Legal protection under Paragraph (1) [the anti-circumvention provision] above shall be without prejudice to the provisions of . . . Article 37 (1) (a) . . . to the extent necessary to benefit from the exception. An author who used technical measures under Paragraph (3) in respect of his work shall make his work available to lawful users to the extent necessary to fulfil the purpose of the stated exploitation of the work.

It is difficult to understand how a government can intentionally introduce legislation that will cause clear harm to the preservation of a country's own digital heritage.  Amendments are needed to address the digital archiving issue and the Canadian Council of Archives, thus far publicly silent on the issue, must speak out.


  1. Rights, not wrongs
    This is just another example of whre C-61 goes wrong, and occupies us away from the true starting point needed for real copyright reform.

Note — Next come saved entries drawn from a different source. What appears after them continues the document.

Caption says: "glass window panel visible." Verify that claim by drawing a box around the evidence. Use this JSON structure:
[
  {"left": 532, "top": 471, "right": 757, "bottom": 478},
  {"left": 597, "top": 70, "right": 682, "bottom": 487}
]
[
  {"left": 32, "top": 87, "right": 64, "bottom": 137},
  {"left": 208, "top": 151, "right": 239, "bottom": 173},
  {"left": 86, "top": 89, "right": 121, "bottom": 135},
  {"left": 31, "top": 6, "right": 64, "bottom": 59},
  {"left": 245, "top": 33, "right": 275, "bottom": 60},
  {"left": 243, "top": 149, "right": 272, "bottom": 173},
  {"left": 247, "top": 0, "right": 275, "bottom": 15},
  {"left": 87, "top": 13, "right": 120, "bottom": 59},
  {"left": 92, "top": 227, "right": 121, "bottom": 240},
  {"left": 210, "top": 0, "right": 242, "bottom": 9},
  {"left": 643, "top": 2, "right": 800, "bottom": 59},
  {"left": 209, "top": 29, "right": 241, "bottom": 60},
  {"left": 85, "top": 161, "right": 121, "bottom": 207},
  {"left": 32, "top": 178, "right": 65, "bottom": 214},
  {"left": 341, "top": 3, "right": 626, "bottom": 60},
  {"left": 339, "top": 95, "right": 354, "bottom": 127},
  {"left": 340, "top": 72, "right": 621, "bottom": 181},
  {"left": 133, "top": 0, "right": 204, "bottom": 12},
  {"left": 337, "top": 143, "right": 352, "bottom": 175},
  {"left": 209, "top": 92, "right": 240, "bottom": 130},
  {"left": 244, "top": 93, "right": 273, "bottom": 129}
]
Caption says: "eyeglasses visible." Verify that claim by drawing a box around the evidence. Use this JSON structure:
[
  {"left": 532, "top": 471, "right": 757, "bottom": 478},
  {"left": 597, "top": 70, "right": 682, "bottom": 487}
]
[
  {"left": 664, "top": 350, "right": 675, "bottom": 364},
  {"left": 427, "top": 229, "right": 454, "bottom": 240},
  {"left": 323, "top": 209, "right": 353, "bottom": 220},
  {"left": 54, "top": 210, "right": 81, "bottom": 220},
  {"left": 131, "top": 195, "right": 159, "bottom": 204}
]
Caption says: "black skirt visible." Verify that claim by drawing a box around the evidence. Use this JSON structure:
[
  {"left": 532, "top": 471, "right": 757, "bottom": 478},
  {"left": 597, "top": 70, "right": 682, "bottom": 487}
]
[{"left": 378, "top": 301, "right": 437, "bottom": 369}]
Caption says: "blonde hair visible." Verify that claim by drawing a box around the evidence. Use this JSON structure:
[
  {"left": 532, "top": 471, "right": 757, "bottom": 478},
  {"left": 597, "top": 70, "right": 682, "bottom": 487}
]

    We need to start Canada’s efforts at copyright reform with a clear set of understandings of the rights that we all require. Be they user’s rights, creator’s rights, distributor’s rights, etc.. Some of these rights are at odds, and only by carefull fresh analysis can we decide what a fair ballance might be. We also can’t assume that existing copyright law is a usefull statement of these rights, because we know that it’s on old attempt to answer these issues, that is now in need of reform because it is out of date.

    Next, we need clear honest outlines of the problems that we face that violate these rights. We need a carefull and objective look at what is really going wrong, instead of extremely biased, distorted, and over-hyped panic screams from self interested parties. Only then, can we intelligently see ways to decide what and why to legislate, in proper fair ballance against our rights. Once again, violations of our current copyright system are not neccesarily good indicators of “what is wrong”, because our old system’s rules do not represtent a fair modern ballance.

    A return to the fundamental issues of rights is needed. C-61, in failing to do this, fails our needs.

    61 reforms are not enough.

    usefully find a way to protect the rights

  2. Let’s Start Over
    Well said. It is fairly obvious that this bill was drafted first by photocopying US legislation then marking it up to content holders wishes and finally a “Made in Canada” facade slapped on top. They must of thought no one would care as any analysis of this document shows it’s author’s limited understanding of today’s digital copyright and fair use issues. So, Mr. Prentice, admit your gaffe and let’s start over with proper consolation and possibly assign someone other than a junior office boy to the task.

  3. Do we need reform in the first place?
    It appears Canada was doing just fine as it was; the RCMP hunting down the real pirates; counterfeiters and bootleggers. Studies time and time again show downloading had very little effect on sales and maybe even helping.

    I think the reason it’s so difficult to implement these so called reforms is because they’re based on unreal expectations. Copyright laws in Canada already protect the rights of content holders on a national and international basis.

    Why is the government wasting millions (billions?) of dollars on some contradictory documentation that will be next to impossible to enforce? I realize the answer to that lies south of the boarder, however, we need to grow a pair and tell these suites to take a hike.

    Where we could use a reform is licensing and use of DRM. Make it so that a license is clearly shown before a purchase. Example, software. State the terms on the outside of the box, or attach documentation, show the DRM technology used, list it’s possible side effects, restrictions, warranties, etc., etc. Then the consumer can make an informed decision before making a purchase. Another alternative would be to ban the use of DRM technology, as it’s too volatile in it’s current form.